Lautresite, le jour, 28 avril 03
 

 

"Ce matin, 54 000 personnes se sont réveillées en prison. Il n'est pas possible de passer sous silence le fait que depuis mai 1999 ce sont les délinquants et criminels, auteurs de délits ou de crimes à connotation sexuelle, qui sont les plus nombreux, représentant plus de 20 % du nombre des détenus. Jusqu'à présent, les toxicomanes ou les incarcérés pour infraction à la législation sur les stupéfiants ou pour des vols simples arrivaient en tête du nombre de détenus.
Aujourd'hui près de 40 % des détenus sont en prison soit pour infraction à la législation sur les stupéfiants, soit pour délit ou crime à connotation sexuelle et cela amène un fantastique changement dans la " clientèle " des établissements pénitentiaires. La personne qui aurait quitté la France voici vingt-cinq ans et qui reviendrait brusquement dans le même établissement ne le reconnaîtrait pas ! Aujourd'hui, le vol qualifié ou même le vol avec violence - le pain quotidien voici quelques années - est tout à fait minoritaire dans la population pénale.
La santé de ces hommes est très importante et je veux mettre l'accent sur deux éléments : la santé somatique et la santé mentale. S'agissant de la santé somatique, il faut dire qu'aujourd'hui, en France, les prisonniers sont probablement parmi les mieux traités en Europe. Par exemple, s'agissant de séropositivité et du sida, les pathologies qui avaient fait trembler le monde entier dans les années 80, les progrès ont été incontestables.

  En 1985, 6 % des détenus étaient séropositifs ou porteurs d'un sida évolutif. C'était un chiffre énorme mais qui est retombé au cours de l'année 1999 à 1,5 point. C'est dire qu'il y a eu là une baisse tout à fait considérable qui n'est pas liée à la santé dans les prisons mais à la santé tout court, aux grandes campagnes de prévention qui ont été faites. (…)
Il faut insister sur un deuxième élément qui est à mon sens franchement dramatique : la santé mentale. Sur ce point, manifestement, il y a dans les établissements pénitentiaires français un nombre considérable de grands psychotiques délirants, chroniques, connus, suivis, traités, qui n'ont manifestement pas leur place dans un établissement pénitentiaire.
C'est là une certitude ! Je citais dans le rapport le cas de Lannemezan, centrale de sécurité, maison " difficile " où sont incarcérés 150 détenus " longues peines " et il y a au moins 10, pourne pas dire 12, détenus malades. Le psychiatre de l'établissement avoue qu'il ne peut pas continuer à traiter ces malades dans ces conditions-là. Le cas de Lannemezan n'est pas unique mais il m'a beaucoup frappé car la proportion est énorme : 10 sur 150 ! Les codétenus et les personnels de surveillance sont ainsi placés dans une situation impossible. Quelles que soient les retenues que l'on puisse avoir à l'égard des surveillants, n'oublions pas qu'ils font un métier extrêmement difficile et qu'ils se trouvent, là encore, en situation beaucoup plus difficile, avec des détenus qu'on ne sait pas très bien comment prendre !

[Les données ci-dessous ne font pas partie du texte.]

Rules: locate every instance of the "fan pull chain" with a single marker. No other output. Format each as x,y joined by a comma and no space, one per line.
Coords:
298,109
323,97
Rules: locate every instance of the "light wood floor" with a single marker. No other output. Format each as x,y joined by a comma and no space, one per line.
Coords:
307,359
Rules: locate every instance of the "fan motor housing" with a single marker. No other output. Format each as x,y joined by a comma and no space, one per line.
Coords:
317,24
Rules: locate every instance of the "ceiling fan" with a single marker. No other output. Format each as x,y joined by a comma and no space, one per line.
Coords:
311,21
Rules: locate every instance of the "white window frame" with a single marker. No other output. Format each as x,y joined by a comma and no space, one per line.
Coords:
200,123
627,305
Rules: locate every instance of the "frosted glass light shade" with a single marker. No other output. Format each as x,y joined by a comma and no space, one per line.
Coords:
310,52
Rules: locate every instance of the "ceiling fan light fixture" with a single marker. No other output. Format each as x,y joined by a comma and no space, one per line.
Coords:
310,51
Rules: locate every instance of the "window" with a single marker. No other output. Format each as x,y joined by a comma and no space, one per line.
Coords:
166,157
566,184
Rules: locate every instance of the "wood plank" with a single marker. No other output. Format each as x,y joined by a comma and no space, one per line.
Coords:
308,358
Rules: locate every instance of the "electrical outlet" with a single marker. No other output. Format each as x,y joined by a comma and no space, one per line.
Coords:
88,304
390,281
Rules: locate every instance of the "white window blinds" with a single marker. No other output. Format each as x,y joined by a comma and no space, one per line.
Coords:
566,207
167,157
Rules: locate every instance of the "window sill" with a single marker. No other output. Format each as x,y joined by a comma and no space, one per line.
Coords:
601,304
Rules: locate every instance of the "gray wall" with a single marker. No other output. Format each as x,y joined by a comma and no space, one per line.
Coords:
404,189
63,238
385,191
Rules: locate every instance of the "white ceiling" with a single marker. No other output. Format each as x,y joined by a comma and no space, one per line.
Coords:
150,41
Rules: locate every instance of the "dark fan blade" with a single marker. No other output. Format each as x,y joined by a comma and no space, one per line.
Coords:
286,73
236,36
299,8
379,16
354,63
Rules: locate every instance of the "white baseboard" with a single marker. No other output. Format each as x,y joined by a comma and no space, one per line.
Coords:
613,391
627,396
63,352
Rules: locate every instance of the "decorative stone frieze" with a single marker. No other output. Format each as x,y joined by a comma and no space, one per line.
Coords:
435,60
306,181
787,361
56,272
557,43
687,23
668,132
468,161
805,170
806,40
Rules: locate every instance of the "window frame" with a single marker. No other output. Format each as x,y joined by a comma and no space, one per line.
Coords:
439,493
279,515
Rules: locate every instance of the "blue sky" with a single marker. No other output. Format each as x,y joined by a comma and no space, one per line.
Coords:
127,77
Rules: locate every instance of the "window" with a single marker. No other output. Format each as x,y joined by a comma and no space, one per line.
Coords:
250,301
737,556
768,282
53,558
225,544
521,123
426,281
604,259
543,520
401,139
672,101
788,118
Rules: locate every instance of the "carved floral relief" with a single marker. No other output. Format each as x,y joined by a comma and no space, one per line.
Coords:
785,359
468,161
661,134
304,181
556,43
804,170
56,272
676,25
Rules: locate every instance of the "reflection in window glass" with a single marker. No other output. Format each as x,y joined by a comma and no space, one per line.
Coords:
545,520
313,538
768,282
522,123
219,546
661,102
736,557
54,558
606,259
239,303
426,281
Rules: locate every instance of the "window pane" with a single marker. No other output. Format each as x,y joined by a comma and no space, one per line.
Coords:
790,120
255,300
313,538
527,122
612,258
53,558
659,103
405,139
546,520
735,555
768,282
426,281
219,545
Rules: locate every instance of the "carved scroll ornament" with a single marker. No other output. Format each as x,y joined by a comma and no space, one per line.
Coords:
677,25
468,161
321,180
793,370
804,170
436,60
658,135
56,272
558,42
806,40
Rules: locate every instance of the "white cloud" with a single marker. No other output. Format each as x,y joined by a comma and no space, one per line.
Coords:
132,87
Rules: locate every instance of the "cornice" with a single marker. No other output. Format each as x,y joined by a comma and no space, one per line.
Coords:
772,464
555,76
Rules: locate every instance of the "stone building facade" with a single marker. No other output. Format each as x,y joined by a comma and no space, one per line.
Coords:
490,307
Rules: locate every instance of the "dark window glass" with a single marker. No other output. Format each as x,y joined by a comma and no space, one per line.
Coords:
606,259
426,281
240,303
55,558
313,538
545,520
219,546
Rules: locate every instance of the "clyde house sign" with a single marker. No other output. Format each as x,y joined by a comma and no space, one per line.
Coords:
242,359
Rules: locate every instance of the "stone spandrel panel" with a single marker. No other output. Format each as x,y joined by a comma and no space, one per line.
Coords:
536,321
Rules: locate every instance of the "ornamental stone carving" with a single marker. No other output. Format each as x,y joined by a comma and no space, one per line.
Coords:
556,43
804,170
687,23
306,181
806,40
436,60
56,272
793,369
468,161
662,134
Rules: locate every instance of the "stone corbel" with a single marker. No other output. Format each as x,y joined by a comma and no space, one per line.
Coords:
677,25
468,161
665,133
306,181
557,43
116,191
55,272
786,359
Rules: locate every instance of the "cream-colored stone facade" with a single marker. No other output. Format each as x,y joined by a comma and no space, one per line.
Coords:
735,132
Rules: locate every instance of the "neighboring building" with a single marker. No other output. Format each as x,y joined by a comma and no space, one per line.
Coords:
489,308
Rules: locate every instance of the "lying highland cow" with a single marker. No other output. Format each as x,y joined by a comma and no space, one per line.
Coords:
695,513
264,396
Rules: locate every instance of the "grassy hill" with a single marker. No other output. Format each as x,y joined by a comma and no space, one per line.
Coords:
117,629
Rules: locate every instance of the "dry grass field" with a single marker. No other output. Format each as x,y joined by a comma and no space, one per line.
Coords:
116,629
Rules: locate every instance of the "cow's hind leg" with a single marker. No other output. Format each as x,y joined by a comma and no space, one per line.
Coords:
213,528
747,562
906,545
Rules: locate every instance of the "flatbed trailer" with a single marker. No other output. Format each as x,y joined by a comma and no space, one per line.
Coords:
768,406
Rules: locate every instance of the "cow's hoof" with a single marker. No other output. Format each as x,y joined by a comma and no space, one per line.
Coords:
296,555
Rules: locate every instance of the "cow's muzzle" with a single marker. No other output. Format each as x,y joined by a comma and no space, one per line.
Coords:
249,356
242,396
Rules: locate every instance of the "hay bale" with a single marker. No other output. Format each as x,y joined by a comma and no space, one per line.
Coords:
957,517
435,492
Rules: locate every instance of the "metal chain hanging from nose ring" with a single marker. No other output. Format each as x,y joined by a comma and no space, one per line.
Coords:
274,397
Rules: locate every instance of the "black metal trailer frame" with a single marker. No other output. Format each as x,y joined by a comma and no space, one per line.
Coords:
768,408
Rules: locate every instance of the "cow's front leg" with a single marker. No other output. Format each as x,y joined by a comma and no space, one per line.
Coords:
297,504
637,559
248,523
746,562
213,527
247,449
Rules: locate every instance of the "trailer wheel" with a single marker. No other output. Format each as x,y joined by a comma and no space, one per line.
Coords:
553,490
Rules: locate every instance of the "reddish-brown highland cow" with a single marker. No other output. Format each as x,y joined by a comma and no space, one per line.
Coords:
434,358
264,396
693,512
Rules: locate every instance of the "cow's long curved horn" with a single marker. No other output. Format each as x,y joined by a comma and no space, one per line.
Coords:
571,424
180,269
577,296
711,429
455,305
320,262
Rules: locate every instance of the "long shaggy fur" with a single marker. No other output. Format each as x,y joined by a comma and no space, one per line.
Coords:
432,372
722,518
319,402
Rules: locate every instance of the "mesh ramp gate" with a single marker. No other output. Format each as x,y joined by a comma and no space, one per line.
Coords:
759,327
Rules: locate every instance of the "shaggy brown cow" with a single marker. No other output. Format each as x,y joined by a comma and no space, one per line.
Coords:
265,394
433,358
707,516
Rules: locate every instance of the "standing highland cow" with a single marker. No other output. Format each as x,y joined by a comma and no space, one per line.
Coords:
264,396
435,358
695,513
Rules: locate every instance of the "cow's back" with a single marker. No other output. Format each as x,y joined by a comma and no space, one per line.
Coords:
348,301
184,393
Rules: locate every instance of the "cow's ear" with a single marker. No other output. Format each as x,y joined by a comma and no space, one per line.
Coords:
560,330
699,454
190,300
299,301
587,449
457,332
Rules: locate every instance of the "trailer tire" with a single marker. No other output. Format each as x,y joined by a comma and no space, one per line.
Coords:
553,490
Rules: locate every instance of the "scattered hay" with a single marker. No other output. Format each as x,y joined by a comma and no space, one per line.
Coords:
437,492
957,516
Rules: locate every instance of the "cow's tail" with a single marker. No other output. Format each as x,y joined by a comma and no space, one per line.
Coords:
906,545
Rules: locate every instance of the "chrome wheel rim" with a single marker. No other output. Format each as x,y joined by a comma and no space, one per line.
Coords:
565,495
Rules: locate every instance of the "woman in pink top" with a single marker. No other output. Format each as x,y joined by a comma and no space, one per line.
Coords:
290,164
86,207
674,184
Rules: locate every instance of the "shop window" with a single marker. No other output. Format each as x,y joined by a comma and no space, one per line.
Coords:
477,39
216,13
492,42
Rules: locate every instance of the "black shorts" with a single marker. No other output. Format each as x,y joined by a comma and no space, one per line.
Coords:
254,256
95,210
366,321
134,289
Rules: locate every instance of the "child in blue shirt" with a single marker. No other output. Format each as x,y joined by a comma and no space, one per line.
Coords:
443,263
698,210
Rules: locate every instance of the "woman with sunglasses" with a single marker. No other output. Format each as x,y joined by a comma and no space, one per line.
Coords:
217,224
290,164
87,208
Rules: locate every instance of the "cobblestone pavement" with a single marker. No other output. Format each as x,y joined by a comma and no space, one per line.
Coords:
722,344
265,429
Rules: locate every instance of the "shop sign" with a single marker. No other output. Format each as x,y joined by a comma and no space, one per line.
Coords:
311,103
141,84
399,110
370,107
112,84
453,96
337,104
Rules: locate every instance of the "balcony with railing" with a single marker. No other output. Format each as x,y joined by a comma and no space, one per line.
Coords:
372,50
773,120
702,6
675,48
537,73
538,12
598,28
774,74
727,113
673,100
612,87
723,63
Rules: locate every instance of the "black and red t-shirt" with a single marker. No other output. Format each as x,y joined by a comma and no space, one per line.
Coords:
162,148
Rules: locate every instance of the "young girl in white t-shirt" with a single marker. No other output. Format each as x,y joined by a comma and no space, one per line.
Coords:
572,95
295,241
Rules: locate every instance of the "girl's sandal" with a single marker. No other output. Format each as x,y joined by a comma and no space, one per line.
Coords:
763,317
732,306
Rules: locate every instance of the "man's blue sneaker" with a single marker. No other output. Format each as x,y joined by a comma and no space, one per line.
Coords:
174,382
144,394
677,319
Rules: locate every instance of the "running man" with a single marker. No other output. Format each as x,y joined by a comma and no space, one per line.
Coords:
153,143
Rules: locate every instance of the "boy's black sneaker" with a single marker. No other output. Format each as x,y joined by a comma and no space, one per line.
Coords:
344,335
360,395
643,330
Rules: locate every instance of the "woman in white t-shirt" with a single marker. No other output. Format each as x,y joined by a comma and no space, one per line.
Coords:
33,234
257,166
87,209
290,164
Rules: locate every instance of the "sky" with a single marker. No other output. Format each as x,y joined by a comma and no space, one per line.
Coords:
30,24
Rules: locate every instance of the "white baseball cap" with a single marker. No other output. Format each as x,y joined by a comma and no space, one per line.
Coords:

  Peut-on trouver des causes ? Peut-être ! Il me semble qu'il y a au moins deux éléments à prendre en considération et sans doute ne me ferai-je pas que des amis auprès de mes confrères psychiatres. Premier élément, les hôpitaux psychiatriques publics ferment très progressivement - mais de façon implacable - les services fermés. Au demeurant, c'est aussi au nom d'un certain respect que l'on porte au malade ! Mais en même temps voilà que les experts-psychiatres rendent auprès des cours d'assises des avis d'expert qui, en l'espace de quinze ans, se sont radicalement modifiés.
Au bout du compte, on se retrouve avec des gens qui sont en situation de maladie mentale grave, évolutive, sévère et pour lesquels la prison est le seul endroit qui va finalement les " accueillir" ! "

Avec cet extrait de son rapport "sur la gestion de la santé dans les établissements du programme 13 000" rédigé pour la Commission d'enquête parlementaire sur la situation dans les prisons françaises en mai 2000, nous saluons ici Pierre Pradier, fondateur de Médecins du Monde et ancien parlementaire européen, décédé vendredi dernier. Ce lundi 28 avril, la grève dans les prisons bruxelloises se poursuit avec des incidences inquiétantes sur le système de santé.